The Consumer Financial Protection Bureau is getting tired of letting fintech play in the sandbox.
In unveiling a recent restructuring of the agency's innovation office, CFPB Director Rohit Chopra said regulators were shifting away from policies that place "special regulatory treatment on individual companies." That spells twilight for a Trump-era policy that offered some new financial products safe regulatory harbor through a sandbox and a related effort to publish no-action letters. The sandbox initiative, led by the former Office of Innovation, tried to make it easier to bring new products to market, but was unpopular with consumer groups.
The CFPB's newly named Office of Competition and Innovation will focus on creating "market conditions where consumers have choices, the best products win and large incumbents cannot stifle competition by exploiting their network effects or market power,” the agency said in May.
As part of the restructuring, the CFPB said it reviewed the sandbox and no-action letter programs and found they "proved to be ineffective" and that some firms used the programs to indicate the bureau "conferred benefits upon them that the bureau expressly did not."
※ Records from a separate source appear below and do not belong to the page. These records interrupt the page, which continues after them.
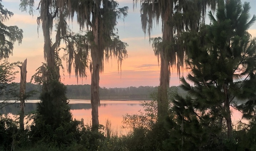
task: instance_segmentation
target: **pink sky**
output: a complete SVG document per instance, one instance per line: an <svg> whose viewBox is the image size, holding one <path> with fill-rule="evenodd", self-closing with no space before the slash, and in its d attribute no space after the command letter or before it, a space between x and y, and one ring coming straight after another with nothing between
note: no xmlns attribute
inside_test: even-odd
<svg viewBox="0 0 256 151"><path fill-rule="evenodd" d="M39 13L34 13L34 17L28 13L21 12L19 10L19 0L4 1L2 4L4 8L14 14L14 16L4 24L7 25L17 25L24 31L24 38L21 45L16 43L14 46L13 56L10 57L10 62L23 61L27 58L27 82L29 82L36 69L44 62L43 58L43 47L44 40L42 29L39 28L39 33L37 32L37 24L36 19ZM157 58L154 54L154 51L149 43L149 38L144 36L141 29L139 10L132 10L132 0L119 1L120 7L128 6L129 11L128 16L125 19L124 23L122 20L119 21L117 27L120 38L127 42L129 46L127 48L128 58L124 60L122 66L121 73L118 71L117 62L115 59L110 59L108 63L104 64L104 72L100 75L100 86L101 87L126 87L131 86L156 86L159 84L160 68L158 65ZM39 1L35 1L35 6ZM253 5L256 3L251 0ZM253 6L252 7L253 7ZM255 8L255 7L254 7ZM255 14L255 10L253 13ZM161 36L161 27L155 25L155 30L151 34L151 37ZM256 26L255 24L249 30L253 37L256 37ZM76 23L71 25L74 30L77 30ZM54 37L54 34L52 37ZM63 53L63 52L61 52ZM65 61L62 61L63 66L66 67ZM17 68L17 69L19 69ZM90 84L91 83L90 71L87 72L87 79L79 80L78 84ZM63 76L61 73L61 81L65 84L76 84L76 80L74 72L70 78L65 69ZM186 76L186 73L184 73ZM19 82L19 75L17 76L16 82ZM64 79L65 78L65 79ZM175 70L172 73L170 79L170 85L178 85L180 84L179 78Z"/></svg>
Despite declaring the program ineffective, a CFPB spokesperson said the agency "is still processing no-action letter and sandbox applications at this time." The agency's release encouraged companies to instead file formal rule-making petitions to ask for greater clarity on particular regulations.
The no-action letter policies and sandbox have not been widely used. But along with a series of other actions taken by the CFPB, their apparent sunset indicates a shifting regulatory stance on financial technology.
"The CFPB is sending clear signals that the growth of the fintech industry has resulted in increased risks to consumers," said Michael Gordon, an attorney with Ballard Spahr and former top CFPB official under the Obama administration. "While many fintech innovations are indeed consumer-friendly, I expect the CFPB to ramp up its scrutiny and take action against firms that fall short of their obligations."
The sandbox as a concept has had hype for some time in policy circles. The U.K.’s Financial Conduct Authority launched an early effort in 2015, allowing companies to test new products on a small subset of customers without fear of regulatory reprisal. There are 11 states with sandboxes that offer testing grounds in restricted markets, according to a list kept by Libertas Institute, a Utah-based think tank that promotes the sandbox concept nationally.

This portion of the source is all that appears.